Après 100 jours de grève totalement suivie, les Magistrats ont repris le travail le lundi 5 novembre dernier dans tout le pays. C’est à la suite d’une décision unanime au sortir d’une Assemblée Générale de la magistrature. Une longue durée de cessation de travail qui s’est soldée aussi par des révélations fracassantes parmi lesquelles l’affaire des 3,5 FCFA milliards détournés à l’Hôtel des finances. Et par qui ?
Ici au Mali, chaque fois qu’il y a un détournement de milliards et de biens publics, il y a eu des révélations. Cela, soit à l’issue des enquêtes du Bureau du Vérificateur Général ou par la presse privée grâce à l’œil vigilant des cadres intègres bien informés sur les grands dossiers de la nation. Mais ces révélations, pourtant toujours fondées, produisent malheureusement moins d’effets escomptés. En tout cas, jamais un présumé auteur et ses supposés complices n’ont été inquiétés. Ce, parce qu’ils sont tous, soit des Barons du Régime du Prince du jour ou soit de la chaine de complicité qui s’étend jusqu’au dernier poste subalterne du pouvoir judiciaire. Ce qui fait qu’il n’y a jamais eu des poursuites judiciaires ni même un dossier ouvert. De nombreux Rapports du Bureau du Vérificateur Général (payé à coût des milliards) restent ainsi sans aucune suite. C’est d’ailleurs là le germe principal de la crise de confiance entre les Gouvernants et les Gouvernés. Conséquences: les impôts et les taxes ne sont pas payés régulièrement par la majorité des populations. Car, chacun se dit «Sanfè Mogow bè ka dun» (ce sont les Gouvernants qui vont bouffer sans crainte).
L’on se rappelle bien que le BIPREM avait porté plainte contre l’actuel Premier Ministre Soumeylou Boubèye Maïga et trois autres membres du Gouvernement de l’actuel Régime pour détournement des fonds publics dans le cadre de l’achat d’équipements militaires passés en 2013. Mais jusqu’à présent aucune suite de la part de la justice.
Les trois anciens Ministres visés par la plainte sont Mme Boiré Fily Sissoko, ex- Ministre des Finances ; Moustapha Ben Barka, actuel Secrétaire Général de la Présidence de la République ; Mahamadou Camara, ex-Ministre de la Communication et porte-parole du candidat IBK lors des dernières élections présidentielles et Sidi Mohamed Kagnassy, ex-Conseiller du Président de la République.

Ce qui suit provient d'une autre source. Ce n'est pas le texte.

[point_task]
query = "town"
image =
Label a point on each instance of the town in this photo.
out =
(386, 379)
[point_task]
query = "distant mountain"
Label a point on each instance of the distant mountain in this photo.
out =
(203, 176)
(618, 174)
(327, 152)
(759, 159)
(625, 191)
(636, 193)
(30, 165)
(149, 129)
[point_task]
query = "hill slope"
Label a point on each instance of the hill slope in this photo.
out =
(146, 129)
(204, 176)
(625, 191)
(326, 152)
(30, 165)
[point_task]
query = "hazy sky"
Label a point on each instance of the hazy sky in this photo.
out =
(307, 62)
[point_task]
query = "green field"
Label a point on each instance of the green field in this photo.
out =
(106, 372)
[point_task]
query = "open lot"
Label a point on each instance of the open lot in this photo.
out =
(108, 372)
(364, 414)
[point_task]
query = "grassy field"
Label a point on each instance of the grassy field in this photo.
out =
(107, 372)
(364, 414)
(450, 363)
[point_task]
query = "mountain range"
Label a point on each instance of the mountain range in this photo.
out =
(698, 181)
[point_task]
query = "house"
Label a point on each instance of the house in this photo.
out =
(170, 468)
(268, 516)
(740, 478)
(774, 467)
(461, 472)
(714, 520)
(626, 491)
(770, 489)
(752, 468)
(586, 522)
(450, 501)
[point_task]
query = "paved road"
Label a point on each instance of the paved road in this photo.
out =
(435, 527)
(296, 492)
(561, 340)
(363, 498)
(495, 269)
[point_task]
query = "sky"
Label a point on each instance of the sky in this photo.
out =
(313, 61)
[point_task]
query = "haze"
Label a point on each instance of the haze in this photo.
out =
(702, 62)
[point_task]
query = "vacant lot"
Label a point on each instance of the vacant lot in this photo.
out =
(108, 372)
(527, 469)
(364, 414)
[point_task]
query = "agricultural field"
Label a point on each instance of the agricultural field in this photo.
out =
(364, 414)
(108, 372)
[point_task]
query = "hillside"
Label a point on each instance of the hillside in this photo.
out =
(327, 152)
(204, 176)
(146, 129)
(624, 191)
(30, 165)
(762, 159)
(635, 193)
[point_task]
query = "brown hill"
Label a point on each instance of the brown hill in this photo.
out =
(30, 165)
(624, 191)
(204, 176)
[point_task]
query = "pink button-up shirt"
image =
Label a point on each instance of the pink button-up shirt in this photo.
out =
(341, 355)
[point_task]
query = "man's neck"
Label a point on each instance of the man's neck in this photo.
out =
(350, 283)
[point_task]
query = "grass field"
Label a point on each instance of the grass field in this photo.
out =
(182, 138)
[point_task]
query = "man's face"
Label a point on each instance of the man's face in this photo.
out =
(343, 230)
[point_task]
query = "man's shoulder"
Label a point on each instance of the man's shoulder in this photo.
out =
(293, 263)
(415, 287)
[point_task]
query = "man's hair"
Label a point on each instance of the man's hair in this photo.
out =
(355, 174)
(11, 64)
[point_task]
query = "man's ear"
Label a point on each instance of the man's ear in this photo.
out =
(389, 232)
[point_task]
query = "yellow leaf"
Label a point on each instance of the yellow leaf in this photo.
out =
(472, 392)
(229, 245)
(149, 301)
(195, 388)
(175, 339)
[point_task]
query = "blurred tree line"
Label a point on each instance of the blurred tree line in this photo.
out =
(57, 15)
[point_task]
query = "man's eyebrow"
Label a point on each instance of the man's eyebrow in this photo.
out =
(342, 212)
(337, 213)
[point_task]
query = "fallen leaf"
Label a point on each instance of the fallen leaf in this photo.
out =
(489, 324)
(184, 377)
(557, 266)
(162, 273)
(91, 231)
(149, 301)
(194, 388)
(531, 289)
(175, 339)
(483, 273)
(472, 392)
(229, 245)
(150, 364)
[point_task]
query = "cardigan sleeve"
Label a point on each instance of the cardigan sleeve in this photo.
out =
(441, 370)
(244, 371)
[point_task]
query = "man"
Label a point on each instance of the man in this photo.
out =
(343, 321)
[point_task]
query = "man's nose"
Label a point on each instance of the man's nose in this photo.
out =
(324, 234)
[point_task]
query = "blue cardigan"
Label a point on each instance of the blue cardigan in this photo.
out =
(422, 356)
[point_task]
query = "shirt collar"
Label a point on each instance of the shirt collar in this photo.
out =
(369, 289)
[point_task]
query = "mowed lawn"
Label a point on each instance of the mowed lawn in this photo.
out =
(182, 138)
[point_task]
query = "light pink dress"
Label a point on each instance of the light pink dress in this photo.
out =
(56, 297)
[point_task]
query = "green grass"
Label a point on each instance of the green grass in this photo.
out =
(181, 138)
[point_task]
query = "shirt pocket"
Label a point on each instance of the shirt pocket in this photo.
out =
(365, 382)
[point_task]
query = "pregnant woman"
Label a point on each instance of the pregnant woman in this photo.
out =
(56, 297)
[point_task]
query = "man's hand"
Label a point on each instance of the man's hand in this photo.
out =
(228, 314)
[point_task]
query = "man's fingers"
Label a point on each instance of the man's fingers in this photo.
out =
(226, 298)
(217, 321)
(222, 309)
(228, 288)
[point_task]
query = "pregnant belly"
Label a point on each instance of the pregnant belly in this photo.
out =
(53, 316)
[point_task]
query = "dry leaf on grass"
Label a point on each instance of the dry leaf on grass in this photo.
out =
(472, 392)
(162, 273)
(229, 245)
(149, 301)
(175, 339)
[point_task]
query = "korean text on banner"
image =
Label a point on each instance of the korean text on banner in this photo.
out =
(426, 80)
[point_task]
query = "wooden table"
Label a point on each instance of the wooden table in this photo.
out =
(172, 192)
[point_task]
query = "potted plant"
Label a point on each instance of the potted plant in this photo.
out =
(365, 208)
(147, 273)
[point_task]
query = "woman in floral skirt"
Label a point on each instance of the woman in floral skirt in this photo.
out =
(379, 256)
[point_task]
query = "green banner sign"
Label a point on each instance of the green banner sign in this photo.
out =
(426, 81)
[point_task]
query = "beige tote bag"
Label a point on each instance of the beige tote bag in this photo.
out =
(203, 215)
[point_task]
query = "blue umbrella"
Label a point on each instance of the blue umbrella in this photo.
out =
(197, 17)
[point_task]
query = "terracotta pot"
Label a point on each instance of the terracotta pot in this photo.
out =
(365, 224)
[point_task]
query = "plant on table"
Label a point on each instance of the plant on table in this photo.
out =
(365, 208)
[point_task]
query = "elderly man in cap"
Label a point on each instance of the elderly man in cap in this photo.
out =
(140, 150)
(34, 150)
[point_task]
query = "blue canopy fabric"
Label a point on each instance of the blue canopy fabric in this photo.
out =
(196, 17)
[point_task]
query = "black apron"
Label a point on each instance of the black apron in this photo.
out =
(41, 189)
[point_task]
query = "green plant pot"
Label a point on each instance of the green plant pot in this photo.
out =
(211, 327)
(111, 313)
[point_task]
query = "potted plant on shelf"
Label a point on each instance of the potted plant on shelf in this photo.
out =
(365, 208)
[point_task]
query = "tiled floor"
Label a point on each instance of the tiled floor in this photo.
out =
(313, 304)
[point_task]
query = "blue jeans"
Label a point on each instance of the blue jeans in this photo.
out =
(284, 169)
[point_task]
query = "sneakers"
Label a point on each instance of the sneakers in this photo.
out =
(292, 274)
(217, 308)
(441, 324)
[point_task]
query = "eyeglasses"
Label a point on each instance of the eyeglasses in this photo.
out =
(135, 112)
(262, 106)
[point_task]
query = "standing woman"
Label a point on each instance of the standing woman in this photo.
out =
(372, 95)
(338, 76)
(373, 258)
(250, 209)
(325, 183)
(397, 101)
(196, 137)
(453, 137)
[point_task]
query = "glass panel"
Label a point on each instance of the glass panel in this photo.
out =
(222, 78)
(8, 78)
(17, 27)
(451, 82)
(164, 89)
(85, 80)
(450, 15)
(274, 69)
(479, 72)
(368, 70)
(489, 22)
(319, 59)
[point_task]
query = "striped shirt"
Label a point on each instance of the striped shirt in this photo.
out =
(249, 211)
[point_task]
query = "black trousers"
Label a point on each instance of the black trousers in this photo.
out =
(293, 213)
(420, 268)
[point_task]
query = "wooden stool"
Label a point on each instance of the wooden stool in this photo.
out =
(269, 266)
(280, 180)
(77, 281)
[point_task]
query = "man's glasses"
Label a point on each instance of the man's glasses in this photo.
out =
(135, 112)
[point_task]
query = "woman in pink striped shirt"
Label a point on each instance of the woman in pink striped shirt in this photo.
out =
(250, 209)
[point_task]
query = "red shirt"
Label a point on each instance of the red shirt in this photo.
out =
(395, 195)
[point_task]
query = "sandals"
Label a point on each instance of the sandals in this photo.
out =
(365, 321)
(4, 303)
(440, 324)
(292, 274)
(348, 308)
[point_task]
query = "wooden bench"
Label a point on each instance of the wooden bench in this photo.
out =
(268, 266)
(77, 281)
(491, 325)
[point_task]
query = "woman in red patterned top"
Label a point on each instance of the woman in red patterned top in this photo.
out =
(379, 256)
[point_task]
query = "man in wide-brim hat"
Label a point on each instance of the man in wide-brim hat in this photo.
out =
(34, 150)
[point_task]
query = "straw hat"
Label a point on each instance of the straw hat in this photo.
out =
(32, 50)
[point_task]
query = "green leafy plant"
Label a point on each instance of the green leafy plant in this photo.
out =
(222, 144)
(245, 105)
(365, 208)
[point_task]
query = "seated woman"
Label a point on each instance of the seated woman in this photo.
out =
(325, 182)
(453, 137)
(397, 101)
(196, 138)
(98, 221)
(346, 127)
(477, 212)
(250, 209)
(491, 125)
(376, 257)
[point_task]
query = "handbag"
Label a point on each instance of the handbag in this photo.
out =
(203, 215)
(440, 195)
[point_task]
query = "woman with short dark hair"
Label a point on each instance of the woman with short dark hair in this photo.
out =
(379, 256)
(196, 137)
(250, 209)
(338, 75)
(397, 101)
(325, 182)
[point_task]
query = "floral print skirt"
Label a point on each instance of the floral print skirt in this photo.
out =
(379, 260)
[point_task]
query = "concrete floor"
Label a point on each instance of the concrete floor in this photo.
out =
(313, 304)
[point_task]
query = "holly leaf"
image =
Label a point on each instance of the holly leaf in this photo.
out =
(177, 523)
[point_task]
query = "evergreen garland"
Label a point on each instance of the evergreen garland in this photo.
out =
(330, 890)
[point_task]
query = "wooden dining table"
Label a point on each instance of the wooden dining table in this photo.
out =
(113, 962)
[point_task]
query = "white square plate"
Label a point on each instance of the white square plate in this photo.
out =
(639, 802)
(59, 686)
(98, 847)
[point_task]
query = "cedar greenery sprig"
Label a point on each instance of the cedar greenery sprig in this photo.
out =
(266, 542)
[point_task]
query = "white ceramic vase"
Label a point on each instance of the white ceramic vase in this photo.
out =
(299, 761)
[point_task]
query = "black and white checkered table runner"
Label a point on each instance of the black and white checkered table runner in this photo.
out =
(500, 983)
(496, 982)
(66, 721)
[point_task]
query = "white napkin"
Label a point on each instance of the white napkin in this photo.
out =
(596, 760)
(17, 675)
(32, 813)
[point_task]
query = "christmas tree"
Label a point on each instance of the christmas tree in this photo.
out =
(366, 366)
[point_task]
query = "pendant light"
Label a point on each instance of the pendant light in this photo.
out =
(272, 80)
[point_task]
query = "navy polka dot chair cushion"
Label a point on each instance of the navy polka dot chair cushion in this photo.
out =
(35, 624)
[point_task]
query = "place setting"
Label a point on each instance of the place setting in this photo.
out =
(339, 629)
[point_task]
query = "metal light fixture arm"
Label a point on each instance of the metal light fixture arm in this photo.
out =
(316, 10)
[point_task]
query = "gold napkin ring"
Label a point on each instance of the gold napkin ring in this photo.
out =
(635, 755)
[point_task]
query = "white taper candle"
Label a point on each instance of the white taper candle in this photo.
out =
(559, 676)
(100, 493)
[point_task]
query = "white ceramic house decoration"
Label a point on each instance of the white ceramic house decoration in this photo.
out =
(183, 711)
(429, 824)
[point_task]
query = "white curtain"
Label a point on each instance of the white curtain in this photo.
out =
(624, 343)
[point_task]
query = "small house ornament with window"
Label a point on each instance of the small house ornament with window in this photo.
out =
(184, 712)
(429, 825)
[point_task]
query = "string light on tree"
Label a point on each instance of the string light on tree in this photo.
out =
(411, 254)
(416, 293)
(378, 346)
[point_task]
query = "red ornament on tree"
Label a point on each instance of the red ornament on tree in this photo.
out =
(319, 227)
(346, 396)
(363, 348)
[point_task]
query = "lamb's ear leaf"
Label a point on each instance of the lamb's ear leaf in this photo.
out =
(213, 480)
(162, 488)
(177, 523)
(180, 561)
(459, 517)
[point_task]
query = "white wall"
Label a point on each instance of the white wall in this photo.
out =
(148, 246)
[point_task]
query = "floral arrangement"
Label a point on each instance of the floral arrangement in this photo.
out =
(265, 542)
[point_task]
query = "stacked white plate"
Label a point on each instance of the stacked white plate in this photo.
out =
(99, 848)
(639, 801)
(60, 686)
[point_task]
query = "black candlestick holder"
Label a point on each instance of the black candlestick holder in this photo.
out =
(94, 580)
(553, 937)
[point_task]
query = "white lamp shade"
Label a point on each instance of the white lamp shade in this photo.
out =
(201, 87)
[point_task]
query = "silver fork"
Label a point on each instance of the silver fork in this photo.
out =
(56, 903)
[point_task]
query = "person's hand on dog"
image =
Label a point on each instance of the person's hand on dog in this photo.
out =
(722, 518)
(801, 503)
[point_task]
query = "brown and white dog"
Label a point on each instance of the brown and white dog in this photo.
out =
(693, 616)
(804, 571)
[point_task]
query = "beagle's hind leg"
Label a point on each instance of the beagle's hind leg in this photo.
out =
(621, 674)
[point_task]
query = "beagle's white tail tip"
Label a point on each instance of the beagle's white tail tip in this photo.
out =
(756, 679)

Le BIPREM accuse les intéressés de la disparition de 153 milliards FCFA pointés par le Rapport 2013-2014 du Bureau du Vérificateur Général. De leur plainte déposée sur la table du Procureur près le Tribunal de Grande Instance de la Commune III de Bamako avec ampliation une copie au Président de la Cour Suprême, une copie au Procureur Général de la Cour Suprême et une copie Procureur Général près Cour d’Appel de Bamako. Mais jusqu’à ce jour, ni le PM encore moins ses coaccusés n’ont été saisis.
N’est-ce pas que c’est le même sort qui est réservé à cette affaire des 3,5 milliards FCFA?
Ces inquiétudes paraissent quasiment ahurissantes et stupéfiantes dans un pays dit de Droit comme le nôtre prétend l’être. Car, tout Malien devrait avoir l’assurance de la poursuite dudit dossier avec l’ouverture de l’enquête afin de situer les responsabilités. Mais, tel semble loin le sort qu’aura cette affaire ; car, le Gouvernement aussi bien que nos chers Magistrats observent un silence total là-dessus depuis l’annonce de la suspension de leur mot d’ordre de grève. Or, ce sont eux-mêmes qui en ont fait la révélation publiquement.
Pour rappel, tout était parti suite à la décision du Ministre des Finances Dr Boubou Cissé de suspendre les salaires du mois de septembre des Magistrats grévistes. C’est au cours de ce déballage que les Magistrats épris de colère ont, à leur tour, fait sortir leur hache de guerre en dévoilant dans leur communiqué du 24 septembre dernier le détournement de cette somme colossale de 3.500.000.000 par un seul Ministre de la République. Une somme destinée au dédommagement d’un opérateur économique.
Le temps donnera-t-il raison à ces gens qui affirmaient que la révélation faite par les Magistrats de cette bagatelle somme détournée au Ministère de l’Économie et des Finances ira jusqu’au bout? En tout cas, faut-il rappeler qu’aucune mesure n’a été envisagée du côté du Chef de l’Etat pour confirmer ou informer l’accusation scandaleuse.
En tout état de cause, le Chef de l’État, Ibrahim Boubacar Kéïta, son Gouvernement et les actuels Responsables du pouvoir judiciaire malien doivent rendre compte aux Maliens le moment venu.